Although the session was too short for what we were attempting, it was a great opportunity to share ideas about building community, and while the specific focus was for online teaching, there were many interesting ideas that would work well either way. By far, the one that impressed me the most was the Utrecht University Travel Guide. This was, first of all, a Place-as-Text program, which I love, but one of the students involved commented that it was a great way to build a sense of teamwork and belonging within the teams that made the tours. As I look ahead to expanding my eight-week summer version of MUS 1600 to a fifteen-week, in-person iteration, this might be a more efficient way to get my Place-as-Text work done. Groups of students, say, could find and arrange transportation to a local music venue, etc.

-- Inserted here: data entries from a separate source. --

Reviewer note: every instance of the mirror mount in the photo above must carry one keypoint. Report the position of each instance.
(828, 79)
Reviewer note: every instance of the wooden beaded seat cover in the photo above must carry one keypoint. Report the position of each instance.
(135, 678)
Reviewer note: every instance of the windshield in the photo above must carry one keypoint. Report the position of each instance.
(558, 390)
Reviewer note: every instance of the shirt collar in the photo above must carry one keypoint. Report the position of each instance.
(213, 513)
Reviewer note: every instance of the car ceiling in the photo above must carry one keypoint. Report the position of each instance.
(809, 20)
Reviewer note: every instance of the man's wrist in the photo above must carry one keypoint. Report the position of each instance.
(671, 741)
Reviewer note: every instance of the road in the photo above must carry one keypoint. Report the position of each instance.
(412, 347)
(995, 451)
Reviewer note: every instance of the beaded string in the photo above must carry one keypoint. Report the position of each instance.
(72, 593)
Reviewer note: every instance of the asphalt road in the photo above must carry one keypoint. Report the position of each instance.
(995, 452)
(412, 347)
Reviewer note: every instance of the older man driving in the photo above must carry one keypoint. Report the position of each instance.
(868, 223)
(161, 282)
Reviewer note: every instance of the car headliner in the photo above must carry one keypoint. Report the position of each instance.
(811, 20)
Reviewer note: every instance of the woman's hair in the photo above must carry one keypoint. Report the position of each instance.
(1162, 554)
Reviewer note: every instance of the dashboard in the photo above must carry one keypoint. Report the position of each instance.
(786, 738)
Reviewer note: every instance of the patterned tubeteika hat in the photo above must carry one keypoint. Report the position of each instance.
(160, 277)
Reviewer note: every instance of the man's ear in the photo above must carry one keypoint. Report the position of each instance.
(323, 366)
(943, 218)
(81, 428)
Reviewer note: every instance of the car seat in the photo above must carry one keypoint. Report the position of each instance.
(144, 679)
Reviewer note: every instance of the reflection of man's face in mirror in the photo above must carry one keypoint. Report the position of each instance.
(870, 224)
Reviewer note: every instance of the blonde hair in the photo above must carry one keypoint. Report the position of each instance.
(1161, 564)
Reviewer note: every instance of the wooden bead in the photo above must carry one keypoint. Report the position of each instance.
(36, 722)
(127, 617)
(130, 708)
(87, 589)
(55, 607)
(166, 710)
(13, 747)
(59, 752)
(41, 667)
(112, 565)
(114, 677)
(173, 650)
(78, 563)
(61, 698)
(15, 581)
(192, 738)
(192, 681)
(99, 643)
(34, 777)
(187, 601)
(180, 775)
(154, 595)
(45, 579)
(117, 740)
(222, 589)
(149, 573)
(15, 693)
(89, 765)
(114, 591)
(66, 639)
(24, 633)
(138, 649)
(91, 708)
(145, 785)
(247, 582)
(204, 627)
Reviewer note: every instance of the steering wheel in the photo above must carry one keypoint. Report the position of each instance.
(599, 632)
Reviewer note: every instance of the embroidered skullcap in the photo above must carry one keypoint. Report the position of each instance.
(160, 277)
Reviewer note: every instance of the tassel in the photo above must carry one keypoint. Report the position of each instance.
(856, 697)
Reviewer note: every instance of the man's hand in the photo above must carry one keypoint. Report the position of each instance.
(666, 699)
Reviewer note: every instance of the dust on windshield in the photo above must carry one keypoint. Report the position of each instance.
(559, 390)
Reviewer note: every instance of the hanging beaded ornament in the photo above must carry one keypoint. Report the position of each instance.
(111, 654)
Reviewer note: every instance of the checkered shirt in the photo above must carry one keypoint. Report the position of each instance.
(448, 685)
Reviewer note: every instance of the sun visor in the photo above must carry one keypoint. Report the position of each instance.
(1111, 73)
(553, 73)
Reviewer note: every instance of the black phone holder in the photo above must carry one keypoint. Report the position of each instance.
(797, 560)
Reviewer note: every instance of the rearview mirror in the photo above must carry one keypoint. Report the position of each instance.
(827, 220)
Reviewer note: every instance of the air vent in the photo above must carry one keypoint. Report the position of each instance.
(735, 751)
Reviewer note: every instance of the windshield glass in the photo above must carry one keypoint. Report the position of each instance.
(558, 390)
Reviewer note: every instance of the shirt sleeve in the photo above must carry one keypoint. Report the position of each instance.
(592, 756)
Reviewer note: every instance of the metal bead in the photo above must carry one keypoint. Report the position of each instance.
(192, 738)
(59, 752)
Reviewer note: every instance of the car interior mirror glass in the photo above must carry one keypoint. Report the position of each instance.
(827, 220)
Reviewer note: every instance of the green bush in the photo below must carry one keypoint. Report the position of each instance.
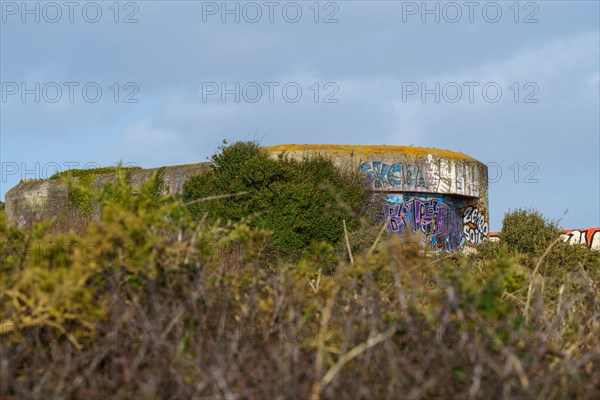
(527, 231)
(299, 201)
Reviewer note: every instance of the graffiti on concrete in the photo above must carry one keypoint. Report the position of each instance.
(433, 216)
(589, 237)
(397, 175)
(431, 176)
(475, 226)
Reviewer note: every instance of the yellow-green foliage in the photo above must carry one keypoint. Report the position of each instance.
(80, 183)
(299, 201)
(154, 302)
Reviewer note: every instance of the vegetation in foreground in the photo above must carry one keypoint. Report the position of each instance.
(157, 300)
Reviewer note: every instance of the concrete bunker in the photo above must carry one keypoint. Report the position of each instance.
(440, 193)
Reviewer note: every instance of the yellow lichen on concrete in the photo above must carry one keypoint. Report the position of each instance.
(365, 151)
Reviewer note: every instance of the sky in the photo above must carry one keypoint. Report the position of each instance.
(513, 84)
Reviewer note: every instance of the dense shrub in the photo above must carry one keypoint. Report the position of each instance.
(151, 303)
(299, 201)
(527, 231)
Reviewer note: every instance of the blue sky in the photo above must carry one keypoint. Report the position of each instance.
(515, 85)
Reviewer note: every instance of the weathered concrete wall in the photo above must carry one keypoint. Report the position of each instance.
(588, 236)
(440, 193)
(35, 200)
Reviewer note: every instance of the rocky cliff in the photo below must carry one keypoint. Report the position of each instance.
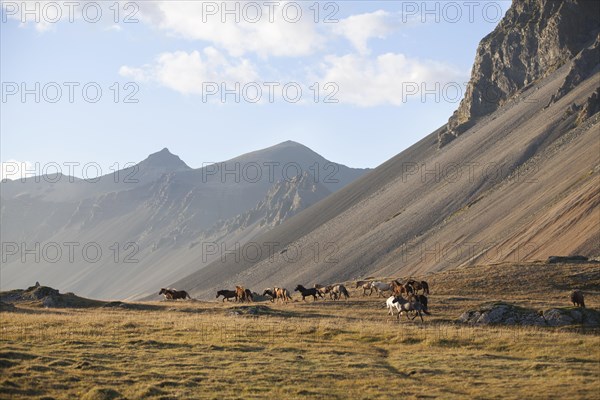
(534, 39)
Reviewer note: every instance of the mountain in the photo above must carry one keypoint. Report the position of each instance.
(142, 227)
(534, 39)
(516, 179)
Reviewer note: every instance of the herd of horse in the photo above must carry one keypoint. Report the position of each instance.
(403, 297)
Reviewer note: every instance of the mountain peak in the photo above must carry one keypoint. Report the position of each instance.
(534, 39)
(164, 159)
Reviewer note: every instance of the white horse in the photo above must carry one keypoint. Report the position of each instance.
(381, 287)
(391, 305)
(404, 306)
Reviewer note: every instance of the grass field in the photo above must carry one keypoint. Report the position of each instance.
(345, 349)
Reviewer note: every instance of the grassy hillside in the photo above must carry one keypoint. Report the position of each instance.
(325, 349)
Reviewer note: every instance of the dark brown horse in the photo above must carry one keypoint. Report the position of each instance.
(416, 286)
(269, 292)
(227, 294)
(337, 291)
(173, 294)
(240, 293)
(308, 292)
(577, 298)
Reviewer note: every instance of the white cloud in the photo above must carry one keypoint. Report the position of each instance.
(13, 169)
(196, 20)
(358, 29)
(186, 72)
(390, 78)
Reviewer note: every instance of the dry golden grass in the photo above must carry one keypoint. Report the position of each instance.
(345, 349)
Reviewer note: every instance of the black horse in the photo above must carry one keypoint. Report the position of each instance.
(227, 294)
(308, 292)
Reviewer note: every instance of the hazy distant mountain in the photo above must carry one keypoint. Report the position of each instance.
(154, 222)
(517, 177)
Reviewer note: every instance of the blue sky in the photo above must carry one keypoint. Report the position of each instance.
(372, 57)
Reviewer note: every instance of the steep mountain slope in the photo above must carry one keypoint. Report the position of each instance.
(534, 39)
(158, 223)
(522, 183)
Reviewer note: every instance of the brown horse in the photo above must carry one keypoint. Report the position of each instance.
(577, 298)
(308, 292)
(173, 294)
(416, 286)
(282, 294)
(240, 293)
(227, 294)
(400, 289)
(365, 285)
(322, 289)
(270, 293)
(338, 291)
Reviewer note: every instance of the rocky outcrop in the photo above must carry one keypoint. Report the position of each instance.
(46, 297)
(509, 314)
(534, 39)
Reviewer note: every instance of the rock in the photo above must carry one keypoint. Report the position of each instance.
(6, 306)
(508, 314)
(566, 259)
(534, 39)
(555, 317)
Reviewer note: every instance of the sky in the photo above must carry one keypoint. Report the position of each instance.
(88, 86)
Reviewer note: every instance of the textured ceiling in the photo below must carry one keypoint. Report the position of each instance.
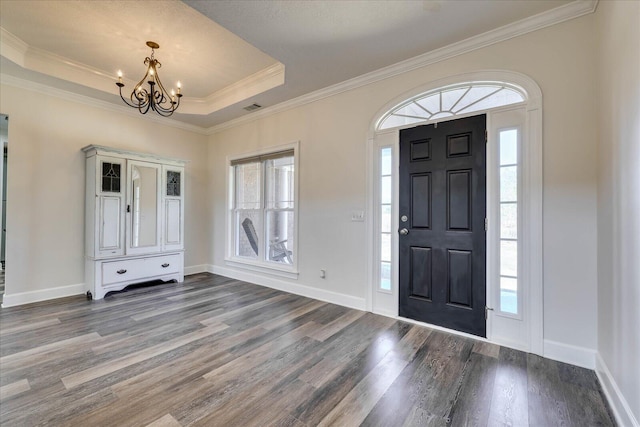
(229, 54)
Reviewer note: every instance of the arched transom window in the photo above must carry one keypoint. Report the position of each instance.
(451, 101)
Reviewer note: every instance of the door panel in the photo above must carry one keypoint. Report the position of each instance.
(442, 253)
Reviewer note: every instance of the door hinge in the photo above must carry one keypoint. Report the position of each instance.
(486, 312)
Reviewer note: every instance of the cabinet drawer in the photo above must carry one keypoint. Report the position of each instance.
(134, 269)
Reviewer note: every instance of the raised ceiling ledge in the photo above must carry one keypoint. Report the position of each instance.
(30, 58)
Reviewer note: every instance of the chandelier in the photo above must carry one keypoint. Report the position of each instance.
(156, 96)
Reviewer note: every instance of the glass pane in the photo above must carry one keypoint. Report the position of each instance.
(248, 182)
(385, 247)
(385, 190)
(441, 115)
(280, 230)
(385, 276)
(508, 258)
(248, 233)
(280, 185)
(173, 183)
(385, 161)
(509, 220)
(450, 97)
(502, 97)
(508, 183)
(509, 147)
(385, 219)
(144, 209)
(509, 295)
(474, 95)
(393, 121)
(412, 110)
(431, 103)
(110, 177)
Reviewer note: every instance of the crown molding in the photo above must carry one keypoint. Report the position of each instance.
(12, 47)
(9, 80)
(542, 20)
(45, 62)
(243, 89)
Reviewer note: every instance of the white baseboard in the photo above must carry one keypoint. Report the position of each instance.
(12, 300)
(619, 405)
(574, 355)
(195, 269)
(294, 288)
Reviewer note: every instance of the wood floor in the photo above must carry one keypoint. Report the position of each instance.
(219, 352)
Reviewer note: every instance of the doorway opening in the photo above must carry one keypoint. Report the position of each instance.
(511, 102)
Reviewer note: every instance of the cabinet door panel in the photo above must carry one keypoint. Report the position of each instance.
(143, 200)
(110, 178)
(172, 218)
(173, 211)
(110, 218)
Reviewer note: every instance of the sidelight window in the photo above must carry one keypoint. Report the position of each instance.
(385, 218)
(263, 204)
(508, 212)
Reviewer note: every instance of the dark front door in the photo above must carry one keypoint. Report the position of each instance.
(442, 224)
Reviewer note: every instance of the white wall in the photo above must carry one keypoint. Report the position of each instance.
(45, 215)
(332, 134)
(619, 205)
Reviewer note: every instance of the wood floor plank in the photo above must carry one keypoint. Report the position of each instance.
(10, 390)
(357, 404)
(166, 421)
(216, 351)
(509, 405)
(29, 326)
(81, 377)
(476, 392)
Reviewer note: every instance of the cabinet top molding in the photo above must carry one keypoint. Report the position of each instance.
(92, 150)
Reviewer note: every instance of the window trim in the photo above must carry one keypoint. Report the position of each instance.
(282, 270)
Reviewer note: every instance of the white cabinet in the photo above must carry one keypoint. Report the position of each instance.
(134, 219)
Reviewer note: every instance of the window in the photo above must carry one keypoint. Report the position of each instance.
(263, 209)
(508, 182)
(451, 101)
(385, 218)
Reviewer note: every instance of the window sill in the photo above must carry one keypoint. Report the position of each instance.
(289, 272)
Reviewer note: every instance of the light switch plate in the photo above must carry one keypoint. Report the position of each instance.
(357, 216)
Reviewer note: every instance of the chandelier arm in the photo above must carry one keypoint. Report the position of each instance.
(165, 97)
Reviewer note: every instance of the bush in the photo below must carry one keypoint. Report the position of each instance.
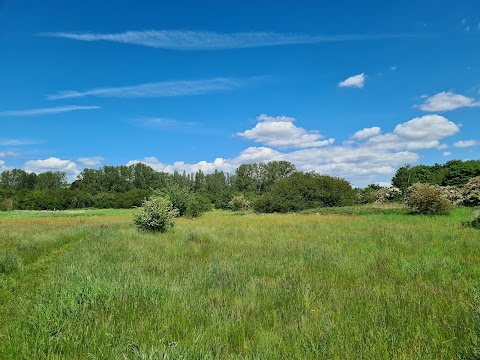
(238, 203)
(180, 196)
(301, 191)
(475, 223)
(428, 199)
(156, 214)
(471, 194)
(8, 263)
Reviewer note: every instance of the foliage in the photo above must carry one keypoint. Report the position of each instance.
(239, 203)
(8, 262)
(371, 194)
(452, 173)
(302, 191)
(471, 193)
(475, 222)
(428, 199)
(180, 197)
(259, 178)
(97, 280)
(156, 214)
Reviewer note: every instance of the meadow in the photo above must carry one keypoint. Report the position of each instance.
(350, 283)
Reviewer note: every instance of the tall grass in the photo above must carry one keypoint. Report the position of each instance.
(257, 286)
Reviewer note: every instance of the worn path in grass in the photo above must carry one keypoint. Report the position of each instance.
(382, 285)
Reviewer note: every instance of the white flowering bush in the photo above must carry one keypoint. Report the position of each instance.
(428, 199)
(238, 203)
(156, 214)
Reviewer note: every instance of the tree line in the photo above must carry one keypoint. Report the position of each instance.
(452, 173)
(127, 186)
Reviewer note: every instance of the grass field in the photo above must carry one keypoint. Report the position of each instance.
(333, 284)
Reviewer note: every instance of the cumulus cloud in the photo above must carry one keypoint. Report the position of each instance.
(373, 157)
(466, 143)
(281, 132)
(366, 133)
(53, 164)
(91, 161)
(356, 81)
(447, 101)
(419, 133)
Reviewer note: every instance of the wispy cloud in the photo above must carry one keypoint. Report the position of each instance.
(177, 125)
(159, 89)
(46, 111)
(207, 40)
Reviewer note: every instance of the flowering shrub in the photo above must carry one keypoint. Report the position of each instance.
(428, 199)
(238, 203)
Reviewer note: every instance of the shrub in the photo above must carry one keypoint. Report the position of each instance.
(471, 194)
(301, 191)
(475, 222)
(180, 196)
(156, 214)
(8, 263)
(428, 199)
(238, 203)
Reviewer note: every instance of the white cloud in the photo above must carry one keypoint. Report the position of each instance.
(53, 164)
(466, 143)
(9, 154)
(447, 101)
(281, 132)
(366, 133)
(46, 111)
(428, 127)
(90, 161)
(356, 81)
(208, 40)
(159, 89)
(372, 158)
(419, 133)
(281, 118)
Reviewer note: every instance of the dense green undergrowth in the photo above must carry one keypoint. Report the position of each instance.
(380, 283)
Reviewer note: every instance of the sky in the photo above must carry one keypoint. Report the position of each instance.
(349, 88)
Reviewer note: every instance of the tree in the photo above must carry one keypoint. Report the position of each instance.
(302, 191)
(51, 180)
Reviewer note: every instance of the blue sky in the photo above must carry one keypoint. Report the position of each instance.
(348, 88)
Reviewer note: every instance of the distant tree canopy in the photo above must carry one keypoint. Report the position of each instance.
(127, 186)
(17, 179)
(454, 172)
(301, 191)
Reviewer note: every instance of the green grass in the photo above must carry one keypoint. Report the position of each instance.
(371, 285)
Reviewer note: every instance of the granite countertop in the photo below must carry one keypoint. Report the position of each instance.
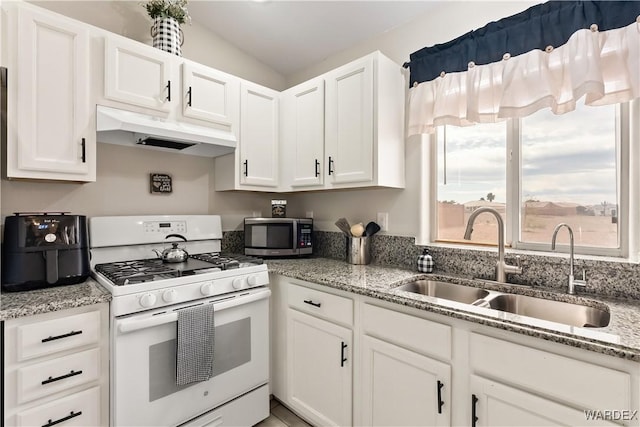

Some of the other participants had use off-the-shelf products like Living Room Conversation and Flipgrid, which look interesting. I generally push back against “more tech,” but these have promise. A low-tech equivalent was simply assigning students to “make a meaningful connection” with someone, and then reflect on the experience. I would have found this excruciating, I think, had I been assigned it, but the concept is strong. In my situation, it would probably work better to begin with a discussion from Rushkoff’s Team Human, and then work to build meaningful connections within the class… which I suppose would probably happen anyway under the Class Culture model, but not as intentionally (maybe for Class Culture 2.0?). The easiest way to create connection is through shared experience, after all. For that matter, the more traumatic the experience the better, to a degree (I’m thinking of camping in the rain with the other Cub Scout dads). I can see this working in combination with the “Live Music Venue-as-Text” thing.
Some final thoughts I took away were being vulnerable and making sure not to overwhelm students, especially in online contexts. The latter is a struggle for me: some of my students like to see the whole week spread out at once so that they can plan their schedules, but for others this is too much. I wonder whether there’s a way I could create different views like a calendar program? As far as the former, I expect I bring too much of my private life into the class as it is. Particularly when I was having anxiety attacks in Fall of 19: I had a sense that I was talking too much and it even showed up in my course evaluations.
Even though the session was too short, it was great to see everyone again. Beata reminded everyone of the Slack channel for the group, and it would be useful if we could leverage that to make an international community of practice. I’ll try to do my part, anyway.